I don’t need to preserve anything. I have access to coolers full of food at work. I could eat fresh vegetables everyday. I could buy whatever I wanted. But there’s something so fulfilling about doing it yourself. I don’t even know what I would do with my time, if not this. We have beach days in the summer, but if we’re going to go to the beach, why not have a fishing line in the water and maybe catch a fish? I think the pursuit of food just happens to be who I am.



I think the pursuit of food just happens to be who I am.



Is it possible to encourage others, who, say, don’t have this natural inclination towards “the pursuit of food” to be more connected to what they eat?

Years ago I was a raw vegan. I ran marathons and I wore a jersey that said, “Go Vegan” on the back. I cut it out and sewed it on. I had to tell everybody that this is the way that I did it.

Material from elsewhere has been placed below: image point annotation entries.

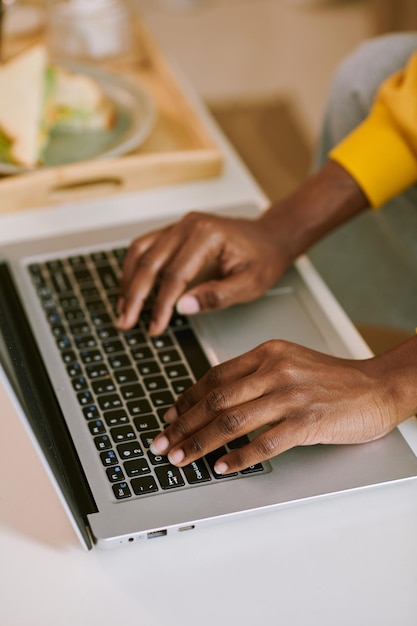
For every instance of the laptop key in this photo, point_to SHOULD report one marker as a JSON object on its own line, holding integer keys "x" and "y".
{"x": 211, "y": 459}
{"x": 103, "y": 386}
{"x": 102, "y": 442}
{"x": 125, "y": 376}
{"x": 162, "y": 398}
{"x": 122, "y": 491}
{"x": 157, "y": 459}
{"x": 136, "y": 467}
{"x": 196, "y": 472}
{"x": 144, "y": 485}
{"x": 122, "y": 433}
{"x": 146, "y": 422}
{"x": 169, "y": 477}
{"x": 192, "y": 351}
{"x": 96, "y": 427}
{"x": 108, "y": 458}
{"x": 115, "y": 473}
{"x": 116, "y": 418}
{"x": 129, "y": 450}
{"x": 130, "y": 392}
{"x": 110, "y": 401}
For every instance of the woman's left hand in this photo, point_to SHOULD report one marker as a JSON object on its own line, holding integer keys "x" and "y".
{"x": 296, "y": 396}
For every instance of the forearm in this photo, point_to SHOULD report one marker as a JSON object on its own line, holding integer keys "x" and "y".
{"x": 324, "y": 201}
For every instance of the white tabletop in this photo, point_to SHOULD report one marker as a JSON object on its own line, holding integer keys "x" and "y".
{"x": 347, "y": 560}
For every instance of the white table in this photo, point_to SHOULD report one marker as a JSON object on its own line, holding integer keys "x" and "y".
{"x": 348, "y": 560}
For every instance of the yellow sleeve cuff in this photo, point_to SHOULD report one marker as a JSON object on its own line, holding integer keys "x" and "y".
{"x": 378, "y": 157}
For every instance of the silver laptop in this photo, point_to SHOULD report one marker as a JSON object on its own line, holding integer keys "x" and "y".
{"x": 93, "y": 398}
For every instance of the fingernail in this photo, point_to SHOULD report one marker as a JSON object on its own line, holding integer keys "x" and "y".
{"x": 120, "y": 322}
{"x": 120, "y": 305}
{"x": 159, "y": 445}
{"x": 171, "y": 415}
{"x": 221, "y": 468}
{"x": 188, "y": 305}
{"x": 176, "y": 456}
{"x": 153, "y": 330}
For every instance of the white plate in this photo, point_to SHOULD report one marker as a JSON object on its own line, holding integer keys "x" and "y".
{"x": 135, "y": 118}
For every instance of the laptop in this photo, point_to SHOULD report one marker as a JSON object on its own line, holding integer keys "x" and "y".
{"x": 93, "y": 398}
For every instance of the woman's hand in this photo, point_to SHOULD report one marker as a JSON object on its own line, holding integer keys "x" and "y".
{"x": 242, "y": 254}
{"x": 296, "y": 396}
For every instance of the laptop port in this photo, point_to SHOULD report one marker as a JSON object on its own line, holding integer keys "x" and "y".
{"x": 153, "y": 534}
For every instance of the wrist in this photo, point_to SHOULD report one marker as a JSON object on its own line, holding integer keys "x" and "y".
{"x": 323, "y": 202}
{"x": 396, "y": 371}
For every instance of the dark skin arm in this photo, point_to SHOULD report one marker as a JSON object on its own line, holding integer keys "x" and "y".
{"x": 297, "y": 396}
{"x": 248, "y": 255}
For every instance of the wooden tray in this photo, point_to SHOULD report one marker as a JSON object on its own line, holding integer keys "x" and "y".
{"x": 179, "y": 149}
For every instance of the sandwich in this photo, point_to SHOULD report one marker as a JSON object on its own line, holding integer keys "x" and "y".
{"x": 24, "y": 126}
{"x": 37, "y": 98}
{"x": 79, "y": 103}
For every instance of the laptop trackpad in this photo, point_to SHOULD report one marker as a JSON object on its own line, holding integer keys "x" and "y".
{"x": 279, "y": 314}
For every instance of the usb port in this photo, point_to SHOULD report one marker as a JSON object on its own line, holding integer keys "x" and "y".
{"x": 153, "y": 534}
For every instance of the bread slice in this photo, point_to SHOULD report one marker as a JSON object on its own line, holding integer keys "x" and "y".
{"x": 80, "y": 104}
{"x": 23, "y": 125}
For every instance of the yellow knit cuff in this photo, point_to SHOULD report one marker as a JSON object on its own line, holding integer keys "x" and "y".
{"x": 377, "y": 156}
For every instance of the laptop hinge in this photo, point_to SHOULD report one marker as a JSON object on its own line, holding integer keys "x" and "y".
{"x": 28, "y": 377}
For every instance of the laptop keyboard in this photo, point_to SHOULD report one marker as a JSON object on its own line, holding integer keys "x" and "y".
{"x": 123, "y": 381}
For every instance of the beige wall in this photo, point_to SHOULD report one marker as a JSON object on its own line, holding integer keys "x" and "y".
{"x": 247, "y": 49}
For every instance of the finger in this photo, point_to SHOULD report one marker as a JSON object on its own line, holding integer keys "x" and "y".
{"x": 128, "y": 306}
{"x": 229, "y": 411}
{"x": 221, "y": 376}
{"x": 283, "y": 436}
{"x": 225, "y": 428}
{"x": 142, "y": 271}
{"x": 218, "y": 294}
{"x": 136, "y": 249}
{"x": 188, "y": 262}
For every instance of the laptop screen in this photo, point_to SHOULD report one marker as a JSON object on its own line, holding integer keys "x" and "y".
{"x": 25, "y": 371}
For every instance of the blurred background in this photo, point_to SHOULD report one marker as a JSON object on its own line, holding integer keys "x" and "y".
{"x": 264, "y": 67}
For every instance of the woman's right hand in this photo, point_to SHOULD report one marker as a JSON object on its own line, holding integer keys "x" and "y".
{"x": 243, "y": 256}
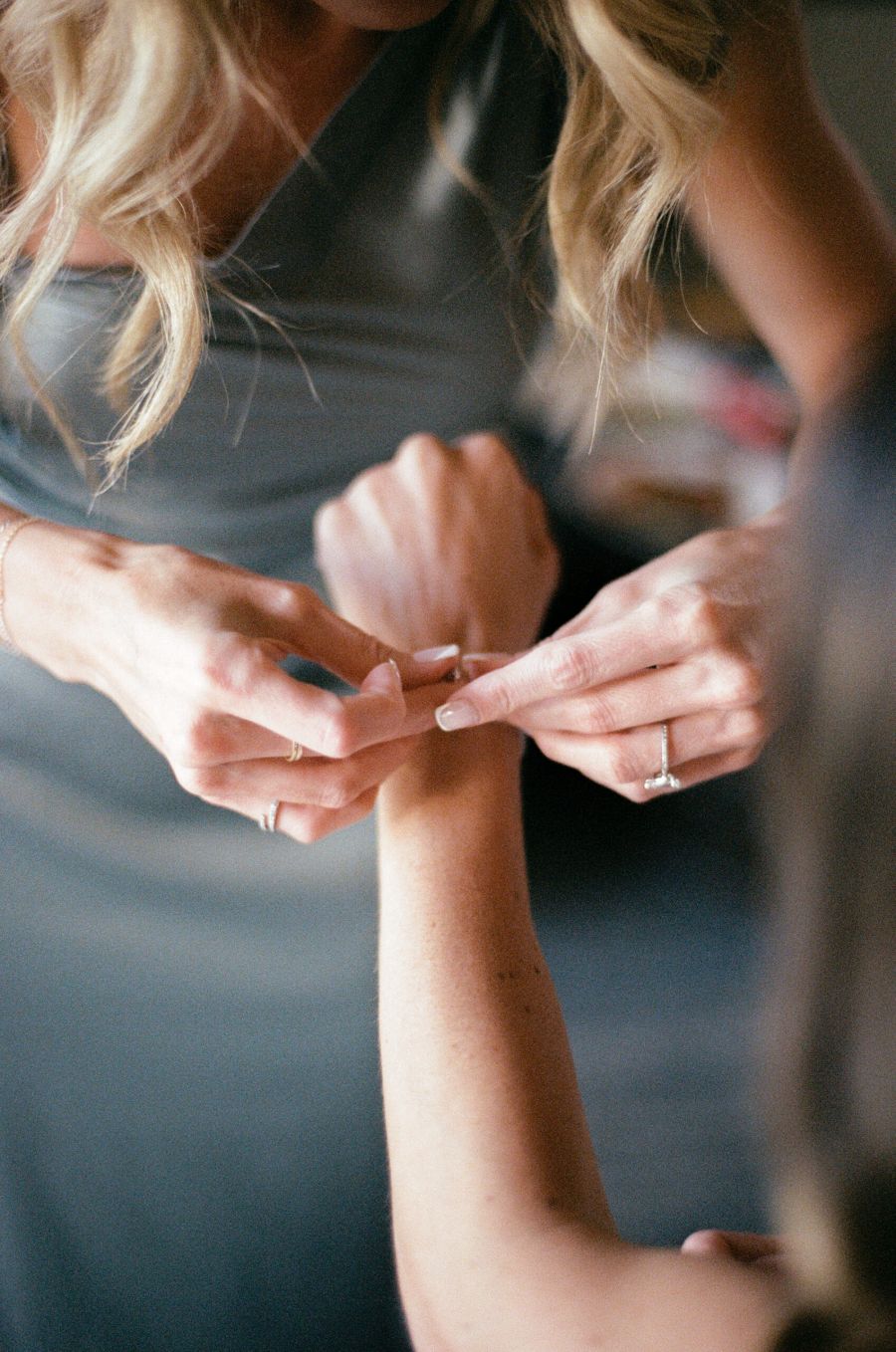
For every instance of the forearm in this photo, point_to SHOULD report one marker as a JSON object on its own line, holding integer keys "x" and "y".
{"x": 54, "y": 582}
{"x": 488, "y": 1143}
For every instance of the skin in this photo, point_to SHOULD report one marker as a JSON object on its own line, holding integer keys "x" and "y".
{"x": 503, "y": 1235}
{"x": 796, "y": 233}
{"x": 687, "y": 640}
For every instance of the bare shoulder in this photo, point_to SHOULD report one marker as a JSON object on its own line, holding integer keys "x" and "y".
{"x": 582, "y": 1294}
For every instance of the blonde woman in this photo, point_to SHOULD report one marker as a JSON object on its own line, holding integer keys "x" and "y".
{"x": 505, "y": 1238}
{"x": 219, "y": 328}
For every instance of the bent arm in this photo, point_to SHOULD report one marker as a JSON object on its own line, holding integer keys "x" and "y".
{"x": 503, "y": 1234}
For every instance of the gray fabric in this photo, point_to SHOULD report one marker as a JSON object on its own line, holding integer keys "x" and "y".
{"x": 191, "y": 1151}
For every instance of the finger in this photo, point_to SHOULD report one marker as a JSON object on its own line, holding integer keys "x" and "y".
{"x": 311, "y": 823}
{"x": 241, "y": 786}
{"x": 303, "y": 625}
{"x": 653, "y": 697}
{"x": 631, "y": 756}
{"x": 476, "y": 664}
{"x": 588, "y": 756}
{"x": 242, "y": 679}
{"x": 662, "y": 630}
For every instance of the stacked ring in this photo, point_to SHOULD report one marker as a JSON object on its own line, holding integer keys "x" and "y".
{"x": 664, "y": 778}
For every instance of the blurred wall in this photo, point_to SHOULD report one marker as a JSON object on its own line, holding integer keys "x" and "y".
{"x": 853, "y": 52}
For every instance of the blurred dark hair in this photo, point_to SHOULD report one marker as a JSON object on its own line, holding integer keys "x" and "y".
{"x": 831, "y": 778}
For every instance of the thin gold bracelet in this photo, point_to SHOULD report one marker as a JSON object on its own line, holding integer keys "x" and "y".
{"x": 7, "y": 535}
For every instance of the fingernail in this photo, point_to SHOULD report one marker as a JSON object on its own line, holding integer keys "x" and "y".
{"x": 437, "y": 654}
{"x": 457, "y": 714}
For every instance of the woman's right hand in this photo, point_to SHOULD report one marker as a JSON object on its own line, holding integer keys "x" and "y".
{"x": 189, "y": 649}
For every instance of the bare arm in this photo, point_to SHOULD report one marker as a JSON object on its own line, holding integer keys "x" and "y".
{"x": 503, "y": 1234}
{"x": 800, "y": 238}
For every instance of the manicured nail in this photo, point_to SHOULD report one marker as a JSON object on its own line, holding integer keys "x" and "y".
{"x": 457, "y": 714}
{"x": 437, "y": 654}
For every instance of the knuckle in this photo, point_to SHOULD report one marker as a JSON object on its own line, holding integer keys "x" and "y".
{"x": 338, "y": 737}
{"x": 292, "y": 601}
{"x": 738, "y": 682}
{"x": 303, "y": 827}
{"x": 620, "y": 764}
{"x": 336, "y": 792}
{"x": 567, "y": 665}
{"x": 692, "y": 612}
{"x": 597, "y": 714}
{"x": 226, "y": 664}
{"x": 196, "y": 781}
{"x": 195, "y": 743}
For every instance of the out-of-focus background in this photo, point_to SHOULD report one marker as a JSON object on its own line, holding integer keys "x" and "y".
{"x": 653, "y": 917}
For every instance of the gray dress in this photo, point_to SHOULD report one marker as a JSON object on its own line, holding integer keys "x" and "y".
{"x": 189, "y": 1143}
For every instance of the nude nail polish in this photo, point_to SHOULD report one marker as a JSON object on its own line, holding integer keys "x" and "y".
{"x": 456, "y": 716}
{"x": 437, "y": 654}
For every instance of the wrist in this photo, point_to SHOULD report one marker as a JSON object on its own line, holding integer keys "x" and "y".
{"x": 473, "y": 767}
{"x": 54, "y": 581}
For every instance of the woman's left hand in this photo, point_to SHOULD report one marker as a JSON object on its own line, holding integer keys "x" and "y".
{"x": 685, "y": 641}
{"x": 441, "y": 545}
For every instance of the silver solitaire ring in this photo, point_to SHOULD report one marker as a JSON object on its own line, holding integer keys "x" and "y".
{"x": 664, "y": 778}
{"x": 268, "y": 819}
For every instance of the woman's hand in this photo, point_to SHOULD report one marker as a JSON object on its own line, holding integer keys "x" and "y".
{"x": 445, "y": 544}
{"x": 685, "y": 640}
{"x": 189, "y": 650}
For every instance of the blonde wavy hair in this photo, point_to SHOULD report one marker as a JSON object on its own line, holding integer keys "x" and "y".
{"x": 132, "y": 103}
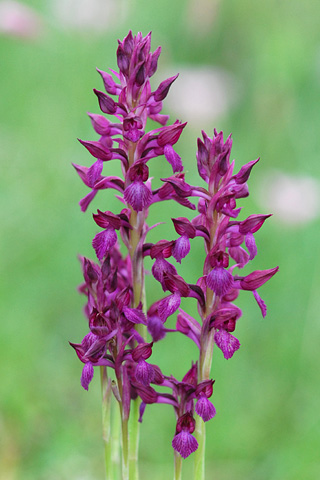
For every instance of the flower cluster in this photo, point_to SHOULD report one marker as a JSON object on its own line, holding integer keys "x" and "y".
{"x": 118, "y": 316}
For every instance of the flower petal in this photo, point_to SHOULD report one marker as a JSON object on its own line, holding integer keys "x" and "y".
{"x": 184, "y": 443}
{"x": 219, "y": 280}
{"x": 103, "y": 242}
{"x": 227, "y": 343}
{"x": 87, "y": 375}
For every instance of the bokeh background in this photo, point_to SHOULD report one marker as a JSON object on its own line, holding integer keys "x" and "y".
{"x": 247, "y": 67}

Around that time I worked at a health food store and there was another employee there who would just drink Dunkin’ Donuts coffee and smoke cigarettes all day. He would never eat anything in the store unless it was a free sample. I was so mad. I couldn’t tolerate it. But now, I think, “Well, he doesn’t have to. For him, he gets the most joy out of getting on his Harley and going riding for hours. His joy comes from other things and food is just something he thinks about when he’s hungry. And that’s OK.”

I just love working with food. It’s so important to me to make the connections and eat the good food. It’s not even to say I’ll be healthier as a result. I think, for me, I’ve come to learn that health is just a by-product of a more connected lifestyle, and food is just one aspect.

You’re certainly having an impact on how your children look at food. I saw a post of yours where you’re all eating bear fat biscuits with miso gravy and kale microgreens. I’ve cooked for families before where the kids only ate Rice Krispies for dinner. Every night, dry Rice Krispies.

You go to restaurants and they hand you a kids’ menu and it’s, like, “My kids don’t eat off the kids’ menu. They eat off the menu.” If anything, I think I should be eating chicken nuggets and my kids should get the more nutrient-dense foods. They’re growing and developing; they need it way more than me.

It just so happened to be this way, but my son’s first non-breastmilk food was a saguaro cactus fruit smoothie. This fruit is only available for two weeks in the summer, and every desert animal is going for it. It’s amazing. I can’t even describe it because it’s been so long since I’ve had it, but I have this picture of my son with his face covered in this smoothie. We never made baby food. We didn’t buy baby food. I would literally make beef stew and just pre-chew his meat.

It’s funny—sometimes my kid is too much of a food snob now. He’ll be, like, “You should have broiled it instead.” And I’m, like, “Alright, dude, relax.” But I love it. I love that they’re pumped at the fact that I connected with a local game butcher and got a bunch of bear fat and rendered it down to make French fries and tempura mackerel.



I’ve come to learn that health is just a by-product of a more connected lifestyle, and food is just one aspect.



To me, it feels like kids just want to be a part of what’s happening. So if you can include them in the process, they might be more willing to try what you put in front of them.

Last year we were driving and my kid yelled out, “Holy cow! I think I just saw the biggest chicken of the woods ever!” We pulled over and it was on this huge beech tree. We harvested well over 20 pounds of mushrooms and didn’t even take half of it. I canned a bunch, and now when we eat it, there’s that memory. We talk about that tree and how cool it was that, on this drive to do something else, he spotted it. That’s part of what I enjoy about preservation: that memory recall.

You can certainly recall a dinner that you’ve had out somewhere, but when you hunted that wild turkey yourself, and we’re eating it six months later, and my kid gets to tell the story again, maybe to a guest who’s coming over for dinner, and he gets to share his hunt and his success, and all the things he had to do in order to put it in the freezer, that’s awesome.

My ultimate goal is to get my Maine guide’s license and take people out. Mostly parents with their kids, and be, like, “OK, we went fishing for the day. Now let’s go back home and prepare this food together.”